For those reasons, in our submission, the proposition in 91 which is at first sight dead against us in relation to special leave is rather one that observes the plain nature of the kind of legislative project undertaken by Division 7A to remove the judges’ case-by-case determination, to remove the possibility that was made concrete in Lam’s Case where the common law rule of procedural fairness attaches a matter of statutory interpretation to those administrative decisions as the statute then stood came to be supplied as to content by reference to the particular circumstances between the parties in question. That has been displaced by Division 7A.
Now, if it matters, to go to the other case that my learned friend has drawn to attention, the postcode, with great respect to their Honours below, could as easily have been dealt with by nothing other than compliance with the statute given falsa demonstratio. The statute did not say that every particular, including spelling of street names had to be correct in the addressing.
That is a case where
their Honours do not interpret the statute so as to say that trivial
breaches do not matter, they certainly
do not interpret the statute to say
startlingly that procedural fairness requirements are not jurisdictional in
nature. They rather
go straight to the so-called discretion and with respect
another route home, which well and truly justifies the result in that case
was
to say, well of course it was addressed. A slip in the postcode –
now, that is one of the reasons one has both street
names, suburbs and postcodes
no doubt. You put the suburb in, you put the
postcode in. A redundancy
ensures that an error in one or the other probably will not defeat
delivery.
In our submission, that case is of no moment and adds nothing to the merits for special leave of this case. The merits for special leave of this case are then dominated, in our submission, by the fact that as the Chief Justice has pointed out, this kind of prescription, this kind of regime, being peculiarly legislative can be amended. Now, that is a statement which is good in our submission from a respondent for special leave generally. In this case it is particularly strong because not only can it be amended – this is not potential – it has been.
One
would dismiss, in our respectful submission, the riposte to that by our learned
friends that it was not retrospective.
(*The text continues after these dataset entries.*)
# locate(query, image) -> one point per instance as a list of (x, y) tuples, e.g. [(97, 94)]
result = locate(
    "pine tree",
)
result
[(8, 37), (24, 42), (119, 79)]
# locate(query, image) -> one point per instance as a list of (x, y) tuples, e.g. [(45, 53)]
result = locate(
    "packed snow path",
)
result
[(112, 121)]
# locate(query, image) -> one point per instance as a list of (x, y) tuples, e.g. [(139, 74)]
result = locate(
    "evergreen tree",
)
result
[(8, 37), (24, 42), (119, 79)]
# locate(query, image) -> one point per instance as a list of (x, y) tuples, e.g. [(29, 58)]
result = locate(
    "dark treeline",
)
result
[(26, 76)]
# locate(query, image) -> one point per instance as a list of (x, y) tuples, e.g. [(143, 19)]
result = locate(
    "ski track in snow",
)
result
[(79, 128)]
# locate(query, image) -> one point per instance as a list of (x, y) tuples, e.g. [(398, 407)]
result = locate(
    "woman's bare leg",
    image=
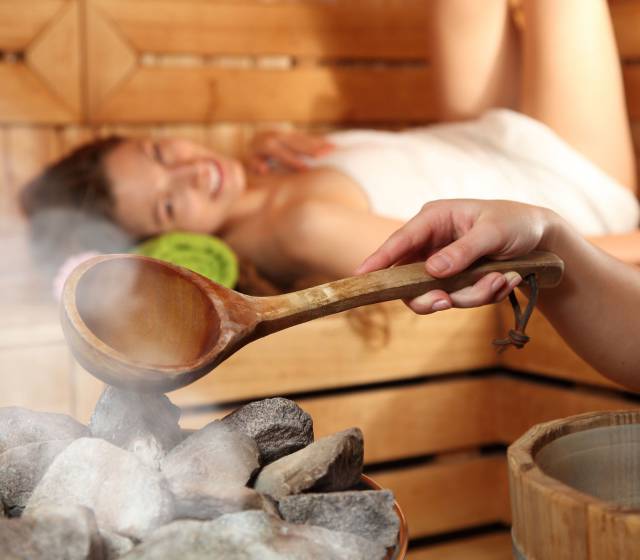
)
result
[(572, 81), (475, 57)]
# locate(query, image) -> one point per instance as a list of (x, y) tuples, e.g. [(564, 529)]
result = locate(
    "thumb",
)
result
[(479, 241)]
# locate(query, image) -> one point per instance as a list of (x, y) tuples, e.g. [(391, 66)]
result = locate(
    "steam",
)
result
[(60, 232)]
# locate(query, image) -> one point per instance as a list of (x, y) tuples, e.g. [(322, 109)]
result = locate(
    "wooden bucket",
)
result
[(575, 488)]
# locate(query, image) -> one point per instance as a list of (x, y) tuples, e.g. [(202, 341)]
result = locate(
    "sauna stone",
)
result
[(20, 426), (115, 545), (368, 513), (21, 468), (209, 457), (279, 427), (253, 535), (145, 424), (194, 503), (126, 496), (63, 531), (330, 464)]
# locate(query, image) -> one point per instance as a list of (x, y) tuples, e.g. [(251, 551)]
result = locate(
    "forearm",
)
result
[(597, 306)]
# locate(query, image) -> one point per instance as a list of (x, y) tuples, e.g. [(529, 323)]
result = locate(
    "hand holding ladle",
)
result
[(147, 325)]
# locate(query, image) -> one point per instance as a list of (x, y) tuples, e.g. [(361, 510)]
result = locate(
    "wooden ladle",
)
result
[(148, 325)]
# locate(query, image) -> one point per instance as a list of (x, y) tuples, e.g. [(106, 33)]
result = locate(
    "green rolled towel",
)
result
[(204, 254)]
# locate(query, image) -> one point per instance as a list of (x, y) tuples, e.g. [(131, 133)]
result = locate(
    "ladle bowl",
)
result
[(148, 325)]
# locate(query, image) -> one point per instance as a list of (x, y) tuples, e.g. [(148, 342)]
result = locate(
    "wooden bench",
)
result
[(436, 403)]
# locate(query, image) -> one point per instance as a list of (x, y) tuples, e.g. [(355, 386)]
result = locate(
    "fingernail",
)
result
[(498, 283), (439, 262), (513, 278), (440, 305)]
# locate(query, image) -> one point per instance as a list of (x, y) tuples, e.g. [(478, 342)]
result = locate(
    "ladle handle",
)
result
[(400, 282)]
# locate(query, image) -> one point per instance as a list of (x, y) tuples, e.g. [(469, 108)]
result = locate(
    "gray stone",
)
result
[(330, 464), (115, 545), (209, 457), (21, 468), (279, 427), (145, 424), (253, 535), (127, 496), (195, 503), (368, 513), (20, 426), (52, 533)]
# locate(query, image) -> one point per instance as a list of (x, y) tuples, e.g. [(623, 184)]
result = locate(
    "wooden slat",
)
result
[(353, 29), (108, 59), (29, 149), (625, 15), (496, 546), (21, 21), (305, 94), (631, 74), (452, 496), (55, 56), (8, 206), (403, 421), (521, 404), (548, 354), (292, 361), (24, 98)]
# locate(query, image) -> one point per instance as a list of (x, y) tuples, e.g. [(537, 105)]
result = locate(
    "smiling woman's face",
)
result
[(171, 184)]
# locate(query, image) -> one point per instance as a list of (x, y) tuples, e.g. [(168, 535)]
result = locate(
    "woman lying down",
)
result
[(311, 205)]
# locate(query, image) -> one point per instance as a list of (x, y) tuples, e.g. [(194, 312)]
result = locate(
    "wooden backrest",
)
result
[(213, 70)]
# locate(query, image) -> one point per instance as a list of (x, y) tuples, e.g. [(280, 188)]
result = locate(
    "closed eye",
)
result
[(157, 154), (168, 209)]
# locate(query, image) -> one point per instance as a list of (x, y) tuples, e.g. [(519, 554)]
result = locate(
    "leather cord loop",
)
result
[(516, 336)]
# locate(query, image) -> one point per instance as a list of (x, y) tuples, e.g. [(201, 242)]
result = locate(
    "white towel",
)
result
[(501, 155)]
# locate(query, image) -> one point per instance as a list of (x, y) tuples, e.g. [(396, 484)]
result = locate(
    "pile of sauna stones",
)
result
[(133, 485)]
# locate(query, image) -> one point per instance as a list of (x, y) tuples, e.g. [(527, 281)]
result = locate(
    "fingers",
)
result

That
is a way of saying it does not
catch us. Well, that is not a reason for special leave. It cannot be of
general importance that
our case be caught by amendments. So for all those
reasons, in our submission, notwithstanding the immediate first sight striking
character of a decision which the judge making it describes as involving a
rather absurd conclusion in a statutory interpretation
area, this is as it must
be and as it had to be in relation to avowedly jurisdictional provisions, the
absence of any jurisprudence
from so-called trivial breaches being forgiven at
the point of characterising jurisdiction and the evidence intent of Parliament
to remove from the judges in place of and substitute a statutory prescription,
for all those reasons, in our submission, there should
not be a grant of special
leave.
FRENCH CJ: Thank you, Mr Walker. We will not need to
hear from you, Mr Williams.
There will be a grant of special leave. That is on the basis set out in the applicant’s submissions that the Minister agrees to pay the costs of the first to sixth respondents as agreed or taxed, regardless of the outcome of the application. If the application is allowed, the Minister will not seek to disturb the costs orders below and will also agree to pay the first to sixth respondents’ reasonable costs as agreed or taxed on appeal.
Should this be any longer than half a day?
MR WALKER: No, your Honour.
FRENCH CJ: Thank you. Thank you, gentlemen.